WASHINGTON (Reuters) - A coalition of human rights groups called on the United States on Monday to grant temporary visas to secular writers from Bangladesh after a series of bloody attacks by Islamist militants.
Five bloggers and a publisher were killed by Islamists in Bangladesh this year, including an American citizen of Bangladeshi origin. The rights groups, led by the PEN American Center, which advocates freedom of expression, said at least four others had been attacked.
In a letter to U.S. Secretary of State John Kerry, the eight groups - including Freedom House, Human Rights Watch and Reporters Without Borders - said the writers were in “urgent danger.”

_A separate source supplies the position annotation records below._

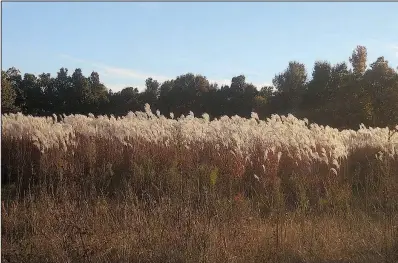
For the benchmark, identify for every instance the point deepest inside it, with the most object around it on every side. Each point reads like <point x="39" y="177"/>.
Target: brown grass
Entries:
<point x="102" y="201"/>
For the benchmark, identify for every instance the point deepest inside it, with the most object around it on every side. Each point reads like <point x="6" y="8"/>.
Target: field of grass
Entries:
<point x="144" y="188"/>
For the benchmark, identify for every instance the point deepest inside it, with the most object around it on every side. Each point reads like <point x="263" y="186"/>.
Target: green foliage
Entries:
<point x="334" y="95"/>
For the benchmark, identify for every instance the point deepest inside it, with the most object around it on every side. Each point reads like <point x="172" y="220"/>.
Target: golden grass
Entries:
<point x="145" y="189"/>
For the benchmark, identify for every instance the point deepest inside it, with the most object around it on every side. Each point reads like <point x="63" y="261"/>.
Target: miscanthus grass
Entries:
<point x="145" y="188"/>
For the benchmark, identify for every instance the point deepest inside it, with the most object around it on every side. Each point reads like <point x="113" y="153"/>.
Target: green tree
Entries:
<point x="8" y="95"/>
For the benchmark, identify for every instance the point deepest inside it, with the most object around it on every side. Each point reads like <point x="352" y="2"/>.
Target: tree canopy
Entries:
<point x="337" y="95"/>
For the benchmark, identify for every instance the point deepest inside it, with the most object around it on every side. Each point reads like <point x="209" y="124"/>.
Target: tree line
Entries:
<point x="334" y="95"/>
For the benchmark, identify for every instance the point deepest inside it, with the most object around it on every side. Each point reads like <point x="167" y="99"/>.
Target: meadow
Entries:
<point x="146" y="188"/>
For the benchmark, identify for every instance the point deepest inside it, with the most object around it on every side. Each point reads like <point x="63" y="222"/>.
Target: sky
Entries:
<point x="127" y="42"/>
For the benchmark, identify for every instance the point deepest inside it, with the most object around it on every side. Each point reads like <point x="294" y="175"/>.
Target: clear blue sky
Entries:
<point x="127" y="42"/>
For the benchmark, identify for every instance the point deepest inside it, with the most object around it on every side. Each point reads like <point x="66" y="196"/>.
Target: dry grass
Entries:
<point x="146" y="189"/>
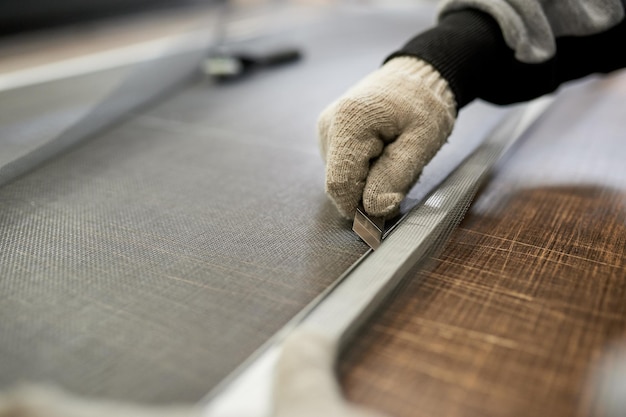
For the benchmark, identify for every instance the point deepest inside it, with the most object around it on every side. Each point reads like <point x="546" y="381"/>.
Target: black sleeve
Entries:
<point x="468" y="49"/>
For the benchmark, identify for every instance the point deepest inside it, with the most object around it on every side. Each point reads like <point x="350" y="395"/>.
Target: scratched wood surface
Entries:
<point x="510" y="318"/>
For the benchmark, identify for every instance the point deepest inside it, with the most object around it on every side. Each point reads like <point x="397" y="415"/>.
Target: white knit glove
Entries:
<point x="377" y="138"/>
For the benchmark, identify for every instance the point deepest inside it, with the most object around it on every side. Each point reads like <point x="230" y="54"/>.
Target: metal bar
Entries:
<point x="344" y="309"/>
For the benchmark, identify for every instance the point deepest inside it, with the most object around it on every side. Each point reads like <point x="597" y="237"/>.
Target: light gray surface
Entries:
<point x="149" y="262"/>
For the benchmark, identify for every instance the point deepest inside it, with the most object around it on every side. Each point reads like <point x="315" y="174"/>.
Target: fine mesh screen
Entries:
<point x="149" y="262"/>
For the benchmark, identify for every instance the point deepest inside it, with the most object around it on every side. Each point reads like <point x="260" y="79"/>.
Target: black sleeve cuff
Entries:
<point x="468" y="49"/>
<point x="465" y="48"/>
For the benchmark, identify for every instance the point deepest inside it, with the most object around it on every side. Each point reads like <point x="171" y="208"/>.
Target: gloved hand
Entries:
<point x="377" y="138"/>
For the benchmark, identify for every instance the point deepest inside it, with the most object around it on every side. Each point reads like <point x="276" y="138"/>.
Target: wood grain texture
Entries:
<point x="511" y="317"/>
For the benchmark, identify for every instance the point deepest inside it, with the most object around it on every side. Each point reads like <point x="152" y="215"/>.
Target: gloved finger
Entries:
<point x="398" y="168"/>
<point x="354" y="142"/>
<point x="323" y="128"/>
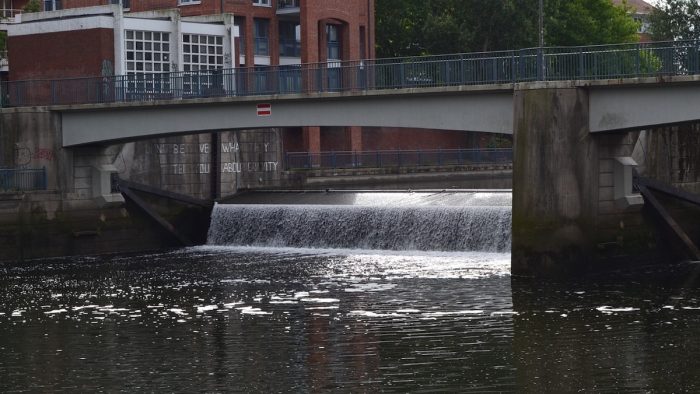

Karin Deutsch Karlekar, PEN’s director of free expression programs, said dozens of Bangladeshi writers were living in hiding and seeking “protections their own government is unwilling or unable to provide.”
“Bloggers and writers in Bangladesh have nowhere left to turn, as they face both death threats by extremist groups and fear of arrest on charges of blasphemy by government officials seeking to appease religious authorities,” she said in a statement.
Suzanne Nossel, executive director of PEN America, said the writers were “terrified,” and should be allowed to enter the United States under a system known as humanitarian parole, which grants visas to individuals at risk who would otherwise be inadmissible.
“Having championed global efforts to defend Internet freedom and fend off threats to religious liberty, the United States should take the lead to save the lives of these bloggers who face the very real risk of being murdered for the crime of expressing their views online,” Nossel said.